Later I went to read about Unicode. Turns out that there isn't just 10,000 characters. The index definition consists of 0 to 10FFFF, which is 1,114,112 indexes! However, many of the indexes doesn't have characters, but I'm pretty sure it still is a million.

Unicode is actually a product automatically installed in Windows. It consists of emoticons, symbols, the letters and numbers, japanese symbols, and your fellow Windows 96 window graphics. Also files have a bit format. They could have the normal 8-bit characters, which is all and only all the characters you see on the picture. (some characters are a bit different actually) But some are 16-bit, or even 32-bit. If you open a 32-bit file in an 8-bit editor, you should realize that each 4 characters is just 1 character.

A nifty little fact I found is that each time you press the Enter button, you are actually sending a 16-bit character. In ASCII, it is either (in the picture (HL)) 0A + 0D, or 0D + 0A. This is ◙♪/♪◙ in Unicode form. Windows uses 0D0A (hex) for newline. I looked in a hex editor, and found that I was correct. If you try to do Alt+3338, (0D0A) you just get an inverted circle, since it's not formatted to do that. (SMF's text editor only inputs the first 256 unicode characters; it wraps if you exceed 255) Google 'newline' if you don't get it.

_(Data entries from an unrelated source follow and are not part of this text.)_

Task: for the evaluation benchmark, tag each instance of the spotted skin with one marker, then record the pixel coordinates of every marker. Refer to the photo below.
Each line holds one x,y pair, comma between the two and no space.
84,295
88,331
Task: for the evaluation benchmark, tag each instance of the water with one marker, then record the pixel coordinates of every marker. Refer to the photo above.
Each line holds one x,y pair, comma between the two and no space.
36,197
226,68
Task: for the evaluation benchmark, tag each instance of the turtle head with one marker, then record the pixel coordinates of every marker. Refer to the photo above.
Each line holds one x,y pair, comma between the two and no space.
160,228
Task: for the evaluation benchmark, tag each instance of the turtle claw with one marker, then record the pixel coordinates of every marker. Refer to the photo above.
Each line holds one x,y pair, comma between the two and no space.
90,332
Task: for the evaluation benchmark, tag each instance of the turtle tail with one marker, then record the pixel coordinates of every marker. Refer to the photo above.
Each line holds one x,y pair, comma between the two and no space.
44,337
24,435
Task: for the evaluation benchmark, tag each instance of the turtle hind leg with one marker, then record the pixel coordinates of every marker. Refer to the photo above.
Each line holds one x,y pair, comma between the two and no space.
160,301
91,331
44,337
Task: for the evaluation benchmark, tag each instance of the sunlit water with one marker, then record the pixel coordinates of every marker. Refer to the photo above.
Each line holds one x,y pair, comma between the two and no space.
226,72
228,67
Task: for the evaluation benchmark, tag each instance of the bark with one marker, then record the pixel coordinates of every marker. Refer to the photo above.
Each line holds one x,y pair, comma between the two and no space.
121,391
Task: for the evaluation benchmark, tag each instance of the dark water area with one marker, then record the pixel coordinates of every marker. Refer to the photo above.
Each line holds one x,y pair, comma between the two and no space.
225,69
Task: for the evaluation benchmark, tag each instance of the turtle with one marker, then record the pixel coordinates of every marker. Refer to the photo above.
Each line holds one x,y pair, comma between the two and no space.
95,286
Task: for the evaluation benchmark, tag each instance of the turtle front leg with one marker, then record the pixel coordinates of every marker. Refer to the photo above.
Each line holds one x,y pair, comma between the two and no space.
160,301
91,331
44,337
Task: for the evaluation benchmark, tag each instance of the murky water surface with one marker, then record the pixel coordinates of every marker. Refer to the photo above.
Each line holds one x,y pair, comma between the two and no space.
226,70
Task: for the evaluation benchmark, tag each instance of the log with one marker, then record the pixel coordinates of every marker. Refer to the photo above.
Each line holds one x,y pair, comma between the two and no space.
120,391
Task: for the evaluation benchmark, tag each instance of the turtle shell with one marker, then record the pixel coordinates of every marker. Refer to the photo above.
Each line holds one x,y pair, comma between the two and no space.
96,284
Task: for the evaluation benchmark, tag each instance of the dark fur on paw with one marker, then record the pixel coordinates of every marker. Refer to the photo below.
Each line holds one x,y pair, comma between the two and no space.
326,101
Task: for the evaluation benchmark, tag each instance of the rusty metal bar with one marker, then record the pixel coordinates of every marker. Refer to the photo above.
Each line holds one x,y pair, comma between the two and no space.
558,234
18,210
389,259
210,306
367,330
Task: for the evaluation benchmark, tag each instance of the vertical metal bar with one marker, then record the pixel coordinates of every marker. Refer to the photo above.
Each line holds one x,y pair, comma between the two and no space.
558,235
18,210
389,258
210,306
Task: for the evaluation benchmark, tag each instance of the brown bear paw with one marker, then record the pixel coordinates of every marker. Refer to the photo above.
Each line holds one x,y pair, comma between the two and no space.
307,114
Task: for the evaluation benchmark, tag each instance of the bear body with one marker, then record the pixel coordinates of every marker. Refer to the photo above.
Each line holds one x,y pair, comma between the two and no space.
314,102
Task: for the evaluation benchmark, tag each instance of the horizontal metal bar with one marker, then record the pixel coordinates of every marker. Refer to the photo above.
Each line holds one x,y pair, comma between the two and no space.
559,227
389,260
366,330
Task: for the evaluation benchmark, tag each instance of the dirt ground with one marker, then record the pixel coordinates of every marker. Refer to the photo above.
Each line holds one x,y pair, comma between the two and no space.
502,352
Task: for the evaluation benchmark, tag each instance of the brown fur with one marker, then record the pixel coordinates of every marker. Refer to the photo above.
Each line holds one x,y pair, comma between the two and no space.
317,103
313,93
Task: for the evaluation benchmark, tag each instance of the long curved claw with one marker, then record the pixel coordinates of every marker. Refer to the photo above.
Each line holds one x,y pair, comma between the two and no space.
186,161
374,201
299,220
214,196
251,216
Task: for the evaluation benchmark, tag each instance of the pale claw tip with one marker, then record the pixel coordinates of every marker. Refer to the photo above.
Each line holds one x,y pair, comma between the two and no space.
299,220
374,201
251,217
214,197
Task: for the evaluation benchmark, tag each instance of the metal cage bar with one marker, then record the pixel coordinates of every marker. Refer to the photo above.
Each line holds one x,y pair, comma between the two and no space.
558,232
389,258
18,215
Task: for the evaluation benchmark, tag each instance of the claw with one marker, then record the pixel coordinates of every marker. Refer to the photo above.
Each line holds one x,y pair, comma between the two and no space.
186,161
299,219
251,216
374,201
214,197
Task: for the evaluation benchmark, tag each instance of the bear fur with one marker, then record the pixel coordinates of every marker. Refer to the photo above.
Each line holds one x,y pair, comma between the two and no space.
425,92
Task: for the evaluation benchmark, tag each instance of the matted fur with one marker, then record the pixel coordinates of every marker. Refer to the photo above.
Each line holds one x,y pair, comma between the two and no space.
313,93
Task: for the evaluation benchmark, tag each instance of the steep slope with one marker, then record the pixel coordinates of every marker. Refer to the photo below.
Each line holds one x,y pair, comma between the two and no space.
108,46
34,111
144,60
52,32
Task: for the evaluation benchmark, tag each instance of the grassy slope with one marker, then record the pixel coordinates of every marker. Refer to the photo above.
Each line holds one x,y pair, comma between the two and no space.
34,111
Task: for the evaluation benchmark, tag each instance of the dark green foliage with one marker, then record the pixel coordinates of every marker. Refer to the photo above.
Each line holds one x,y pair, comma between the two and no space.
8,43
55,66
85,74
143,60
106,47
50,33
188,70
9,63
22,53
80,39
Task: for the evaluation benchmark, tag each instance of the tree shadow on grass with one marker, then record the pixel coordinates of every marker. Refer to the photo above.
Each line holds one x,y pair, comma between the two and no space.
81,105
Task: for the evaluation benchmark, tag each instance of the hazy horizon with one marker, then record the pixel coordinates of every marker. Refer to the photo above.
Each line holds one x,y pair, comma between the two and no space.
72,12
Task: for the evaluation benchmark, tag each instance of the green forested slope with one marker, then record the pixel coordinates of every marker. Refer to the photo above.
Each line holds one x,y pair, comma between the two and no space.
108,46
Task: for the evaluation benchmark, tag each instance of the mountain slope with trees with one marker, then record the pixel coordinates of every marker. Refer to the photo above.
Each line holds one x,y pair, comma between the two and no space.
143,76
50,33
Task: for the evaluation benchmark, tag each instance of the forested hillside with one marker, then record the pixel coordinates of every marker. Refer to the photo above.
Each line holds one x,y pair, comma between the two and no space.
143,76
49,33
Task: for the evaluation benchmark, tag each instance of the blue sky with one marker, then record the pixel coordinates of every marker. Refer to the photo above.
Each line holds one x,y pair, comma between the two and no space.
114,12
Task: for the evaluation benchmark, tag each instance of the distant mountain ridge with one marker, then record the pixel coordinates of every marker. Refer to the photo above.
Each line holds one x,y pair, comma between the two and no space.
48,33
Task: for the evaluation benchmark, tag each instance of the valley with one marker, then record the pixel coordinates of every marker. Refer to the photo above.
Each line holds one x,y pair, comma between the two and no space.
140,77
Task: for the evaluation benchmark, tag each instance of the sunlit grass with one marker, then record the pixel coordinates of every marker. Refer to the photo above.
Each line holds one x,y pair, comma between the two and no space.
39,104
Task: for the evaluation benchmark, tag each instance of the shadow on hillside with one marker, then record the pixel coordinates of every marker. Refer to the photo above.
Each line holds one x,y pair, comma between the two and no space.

All of this stuff is straight from Wikipedia.

ARTgames

yeah dude you have the idea. Before Unicode it was a messy world. Now ASCII was ok but 1 byte was way too small to hold the resolution needed for each symbol for every language in the world that needed to be on a computer. And in other parts of the world they came up with other encoding methods that where not compatible with each other. Was a mess.

Then Unicode was invented and things got a lot easier. But you do still come across problems here and there. But still a great standard.